Thursday, September 15, 2016

Report: Juvenile life without parole on the decline


A new report from the Campaign for Fair Sentencing of Youth  has found in just five years—from 2011 to 2016—the number of states that ban death-in-prison sentences for children has more than tripled. In 2011, only five states did not permit children to be sentenced to life without parole.
Remarkably, between 2013 and 2016, three states per year have eliminated life without-parole as a sentencing option for children. Seventeen states now ban the sentence. This rapid rate of change, with twelve states prohibiting the penalty in the last four years alone, represents a dramatic policy shift, and has been propelled in part by a growing understanding of children’s unique capacity for positive change.
Several decades of scientific research into the adolescent brain and behavioral development have explained what every parent and grandparent already know—that a child’s neurological and decision-making capacity is not the same as those of an adult.
Currently, Nevada, Utah, Montana, Wyoming, Colorado, South Dakota, Kansas, Kentucky, Iowa, Texas, West Virginia, Vermont, Alaska, Hawaii, Delaware, Connecticut, and Massachusetts all ban life without parole sentences for children.

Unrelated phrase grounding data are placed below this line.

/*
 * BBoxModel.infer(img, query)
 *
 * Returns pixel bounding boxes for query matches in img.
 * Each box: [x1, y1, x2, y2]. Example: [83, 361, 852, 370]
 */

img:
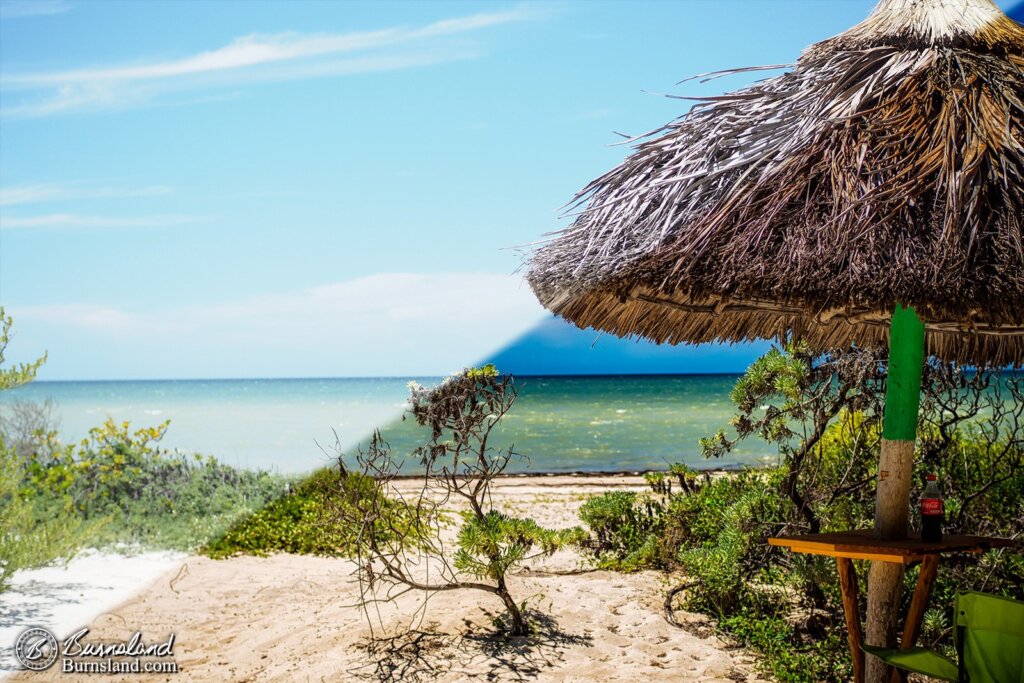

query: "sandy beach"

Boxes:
[0, 551, 187, 678]
[8, 476, 767, 682]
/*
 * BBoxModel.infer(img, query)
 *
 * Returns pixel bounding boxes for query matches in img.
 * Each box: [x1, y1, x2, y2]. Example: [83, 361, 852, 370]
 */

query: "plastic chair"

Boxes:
[862, 591, 1024, 683]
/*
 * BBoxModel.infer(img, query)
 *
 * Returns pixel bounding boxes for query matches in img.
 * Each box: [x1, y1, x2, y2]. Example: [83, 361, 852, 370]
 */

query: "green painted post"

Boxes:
[865, 304, 927, 683]
[874, 302, 926, 539]
[882, 304, 926, 441]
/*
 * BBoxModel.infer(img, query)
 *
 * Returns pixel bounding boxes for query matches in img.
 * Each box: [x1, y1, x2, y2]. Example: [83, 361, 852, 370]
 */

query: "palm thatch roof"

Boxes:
[527, 0, 1024, 367]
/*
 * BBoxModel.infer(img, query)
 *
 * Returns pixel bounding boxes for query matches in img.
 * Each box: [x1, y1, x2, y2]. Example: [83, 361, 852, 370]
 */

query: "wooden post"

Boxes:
[865, 305, 925, 683]
[837, 557, 866, 683]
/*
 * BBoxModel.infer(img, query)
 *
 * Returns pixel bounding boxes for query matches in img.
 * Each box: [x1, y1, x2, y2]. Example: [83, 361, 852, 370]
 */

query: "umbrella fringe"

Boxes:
[526, 0, 1024, 366]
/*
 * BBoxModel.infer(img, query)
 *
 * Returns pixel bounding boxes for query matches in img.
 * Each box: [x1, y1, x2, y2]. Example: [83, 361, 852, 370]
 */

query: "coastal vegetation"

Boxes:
[0, 309, 86, 591]
[331, 365, 584, 637]
[20, 417, 287, 551]
[203, 467, 364, 558]
[4, 304, 1020, 681]
[200, 353, 1021, 676]
[0, 310, 290, 589]
[577, 346, 1024, 682]
[7, 412, 288, 555]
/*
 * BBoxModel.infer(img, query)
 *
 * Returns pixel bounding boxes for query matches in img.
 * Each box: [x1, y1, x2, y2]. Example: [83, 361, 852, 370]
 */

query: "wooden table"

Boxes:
[769, 531, 1014, 683]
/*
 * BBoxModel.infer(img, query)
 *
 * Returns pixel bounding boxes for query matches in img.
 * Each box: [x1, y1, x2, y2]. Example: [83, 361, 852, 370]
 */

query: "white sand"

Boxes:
[0, 550, 186, 677]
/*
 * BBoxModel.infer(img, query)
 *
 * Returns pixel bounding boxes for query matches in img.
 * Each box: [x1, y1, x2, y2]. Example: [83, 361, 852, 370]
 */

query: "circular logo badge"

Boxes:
[14, 627, 59, 671]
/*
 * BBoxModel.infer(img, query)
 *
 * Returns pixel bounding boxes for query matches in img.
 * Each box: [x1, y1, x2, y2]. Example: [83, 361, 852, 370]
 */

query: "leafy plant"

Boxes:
[669, 463, 703, 494]
[674, 481, 775, 615]
[19, 416, 287, 551]
[578, 490, 664, 571]
[0, 308, 88, 591]
[332, 366, 583, 637]
[203, 467, 363, 558]
[578, 345, 1023, 683]
[643, 471, 671, 495]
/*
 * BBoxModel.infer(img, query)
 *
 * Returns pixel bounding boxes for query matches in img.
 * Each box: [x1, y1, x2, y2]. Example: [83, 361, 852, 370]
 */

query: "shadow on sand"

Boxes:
[353, 611, 593, 683]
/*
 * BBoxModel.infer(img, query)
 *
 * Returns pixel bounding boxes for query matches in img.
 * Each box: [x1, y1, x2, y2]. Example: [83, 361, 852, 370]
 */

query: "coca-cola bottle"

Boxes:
[920, 474, 944, 543]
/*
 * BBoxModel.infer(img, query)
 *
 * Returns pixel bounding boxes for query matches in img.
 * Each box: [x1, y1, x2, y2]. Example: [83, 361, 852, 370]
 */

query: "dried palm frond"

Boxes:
[527, 0, 1024, 366]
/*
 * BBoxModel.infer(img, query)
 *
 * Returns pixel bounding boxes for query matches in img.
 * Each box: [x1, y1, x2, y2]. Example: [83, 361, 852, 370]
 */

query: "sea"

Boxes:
[0, 375, 776, 475]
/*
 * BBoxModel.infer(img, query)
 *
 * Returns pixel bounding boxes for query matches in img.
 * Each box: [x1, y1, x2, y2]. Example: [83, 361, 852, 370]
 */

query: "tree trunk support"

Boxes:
[866, 305, 926, 683]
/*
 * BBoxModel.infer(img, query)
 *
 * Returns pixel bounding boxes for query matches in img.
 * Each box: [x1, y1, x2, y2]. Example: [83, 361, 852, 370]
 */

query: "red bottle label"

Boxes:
[921, 498, 943, 516]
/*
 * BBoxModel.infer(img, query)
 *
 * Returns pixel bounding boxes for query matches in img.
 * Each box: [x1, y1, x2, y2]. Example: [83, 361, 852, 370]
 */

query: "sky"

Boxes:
[1, 0, 1021, 380]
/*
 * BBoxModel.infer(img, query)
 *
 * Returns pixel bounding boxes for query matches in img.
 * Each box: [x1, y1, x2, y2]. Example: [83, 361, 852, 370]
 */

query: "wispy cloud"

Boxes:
[0, 213, 209, 230]
[0, 182, 173, 206]
[15, 273, 546, 377]
[0, 6, 539, 117]
[0, 0, 72, 19]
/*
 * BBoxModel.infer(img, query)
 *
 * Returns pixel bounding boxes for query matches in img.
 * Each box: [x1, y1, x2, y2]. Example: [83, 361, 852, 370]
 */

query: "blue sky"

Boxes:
[1, 0, 1020, 380]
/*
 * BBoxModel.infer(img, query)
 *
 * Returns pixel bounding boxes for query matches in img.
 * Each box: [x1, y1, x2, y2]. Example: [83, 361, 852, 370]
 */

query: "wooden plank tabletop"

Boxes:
[768, 530, 1015, 564]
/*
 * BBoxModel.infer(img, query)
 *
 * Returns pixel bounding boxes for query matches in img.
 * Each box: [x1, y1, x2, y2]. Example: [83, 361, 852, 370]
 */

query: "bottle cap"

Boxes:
[926, 474, 937, 481]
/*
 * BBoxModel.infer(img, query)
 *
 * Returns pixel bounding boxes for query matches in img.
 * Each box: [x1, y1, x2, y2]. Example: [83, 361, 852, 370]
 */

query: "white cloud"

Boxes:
[0, 213, 209, 229]
[0, 6, 539, 117]
[15, 273, 546, 377]
[0, 182, 173, 206]
[0, 0, 72, 19]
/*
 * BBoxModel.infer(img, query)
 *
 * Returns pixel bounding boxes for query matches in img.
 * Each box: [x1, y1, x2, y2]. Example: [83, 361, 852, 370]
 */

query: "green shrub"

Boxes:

Additionally California, Florida, New York, New Jersey, and the District of Columbia ban life without parole for children in nearly all cases.
It is also important to note that three additional states—Maine, New Mexico, and Rhode Island— have never imposed a life-without-parole sentence on a child. Several other states have not imposed the sentence on a child in the past five years, as states have moved away from this inappropriate sentence both in law and in practice.